In the context of product packaging, color can only be distinctive for trademark purposes when combined with a shape, pattern, or design, the Tenth Circuit U.S. Court of Appeals has ruled when holding that on its own, a color scheme is not "inherently distinctive" enough for legal protection.
The dispute involved the packaging for Forney Industries' metalworking parts and accessories, which has used some combination of red, yellow, black, and white coloration since at least 1989. Forney described the mark it sought to protect as follows:
"The Forney Color Mark is a combination and arrangement of colors defined by a red into yellow background with a black banner/header that includes white letters. More specifically, the Forney Color Mark includes red and yellow as the dominate [sic] background colors. Red typically starts at the bottom of the packaging, continues up the packaging and may form borders. Red may also be used in accents including but not limited to lettering. Yellow typically begins higher than the red and continues up the packaging. Yellow may also provide borders and be used in accents including but not limited to lettering.

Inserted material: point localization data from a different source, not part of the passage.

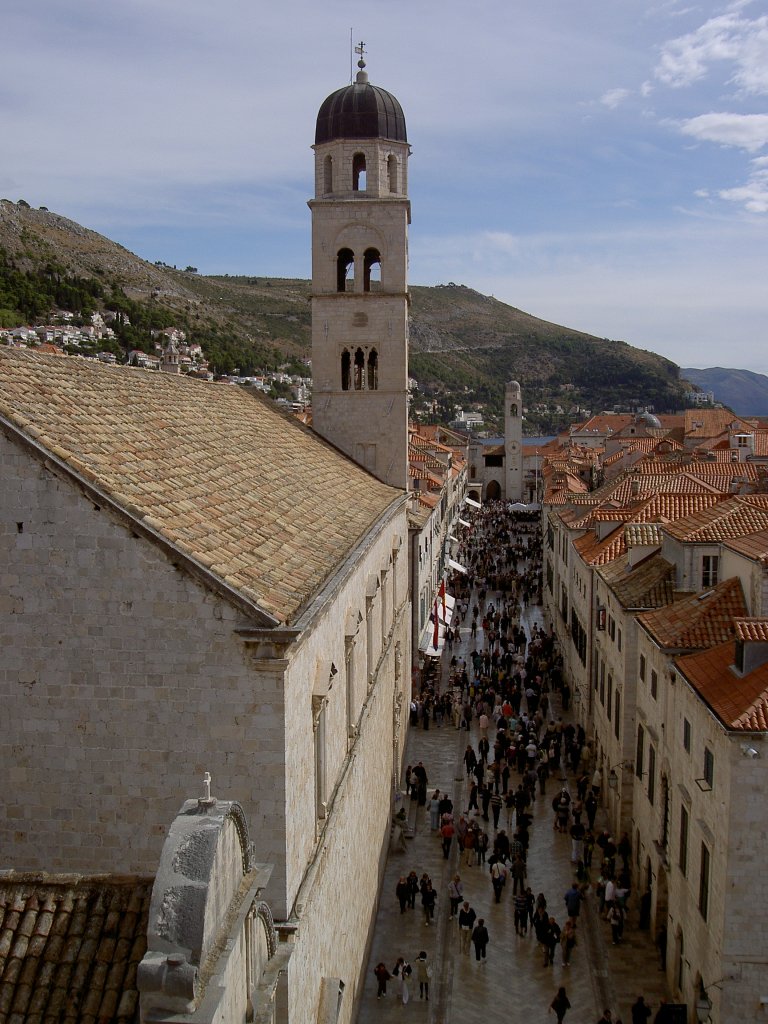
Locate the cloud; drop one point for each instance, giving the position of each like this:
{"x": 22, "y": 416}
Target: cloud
{"x": 748, "y": 131}
{"x": 613, "y": 97}
{"x": 754, "y": 195}
{"x": 729, "y": 37}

A black banner is positioned toward the top of the package label or backer card. Black may also be used in accents including but not limited to lettering. White is used in lettering and accents."

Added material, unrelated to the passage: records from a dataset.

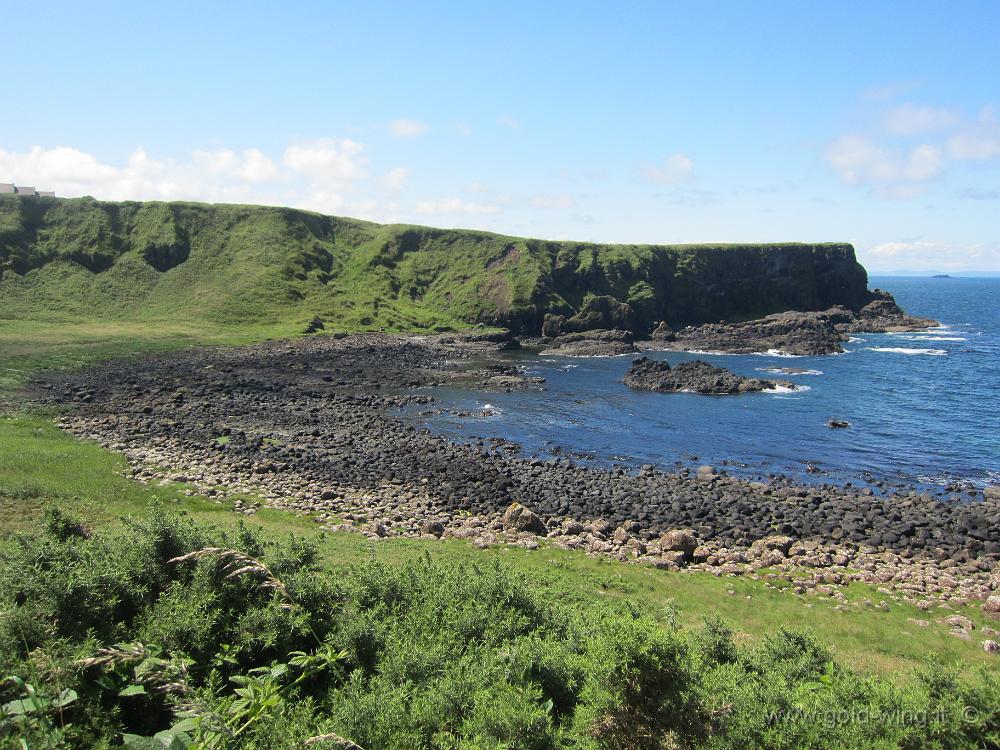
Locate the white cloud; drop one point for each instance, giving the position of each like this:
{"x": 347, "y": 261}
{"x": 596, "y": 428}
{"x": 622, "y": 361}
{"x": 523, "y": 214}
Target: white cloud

Forney filed suit against competitor Daco of Missouri, alleging the defendant infringed on its protected mark by packaging its line of metalworking parts with similar colors and a flame motif. A district court granted summary judgment to Daco and the Tenth Circuit affirmed.
"Forney's use of color, which was not associated with any particular shape, pattern, or design, was not adequately defined to be inherently distinctive, and Forney failed to produce sufficient evidence that its use of color in its line of products had acquired secondary meaning (that is, that the relevant public understood those colors to identify Forney as the source)," the three-judge panel wrote.
Reviewing the Lanham Act's protection for trade dress, the court noted that the law relating to whether a trademark is inherently distinctive is more developed for word marks than trade dress, although the courts were once split on whether trade dress could ever be inherently distinctive.
That split was resolved by the U.S. Supreme Court in 1992 in Two Pesos, Inc. v. Taco Cabana, Inc., when the Justices held that a product's trade dress, like other forms of trademark, could be protected under the Lanham Act by showing that it was inherently distinctive.
However, courts have struggled in the ensuing decades to come up with an appropriate test, particularly since the Court ruled that a product's color cannot be inherently distinctive. Given these parameters, the Tenth Circuit determined that "the use of color in product packaging can be inherently distinctive (so that it is unnecessary to show secondary meaning) only if specific colors are used in combination with a well-defined shape, pattern, or other distinctive design."
Applying this standard to Forney's product packaging, the court questioned whether the description provided by the company would satisfy the requirement for a protectable mark. "Forney's description is too vague," the panel wrote. "For example, Forney says that the yellow 'typically' begins higher than red. Lettering and accents 'may' be red, yellow, white, or black. This failure in the description cannot be blamed on any shortcoming in counsel's power of expression. It is probably the best that one could do, given the variety of packaging that Forney has used on its products over the years."
Forney used the color combination "in such diverse ways that there is no consistent shape, pattern, or design we can discern from its description of its mark or from the examples it provides," the court concluded.
The plaintiff, relying on an affidavit from the Forney CEO who listed the company's promotional and advertising efforts over the last 25 years and its half a billion dollars in sales, similarly failed to convince the panel that its trade dress had developed secondary meaning.
While agreeing that advertising "can be strongly probative" of secondary meaning, the court said Forney's was not directed at highlighting the trade dress. As for the sales figures, the company failed to indicate how the sales related to the color mark.
To read the decision in Forney Industries, Inc. v. Daco of Missouri, Inc., click here.
Why it matters: The Tenth Circuit emphasized that trademark protection is available for color when used in association with a particular shape, pattern, or design. But Forney failed to demonstrate that it used the specified colors in such a manner, facing particular trouble as its packaging changed significantly over the more than 20 years at issue. Given the changes, how "is a consumer supposed to have come to associate the packaging with Forney?" the panel asked, affirming summary judgment for the defendant.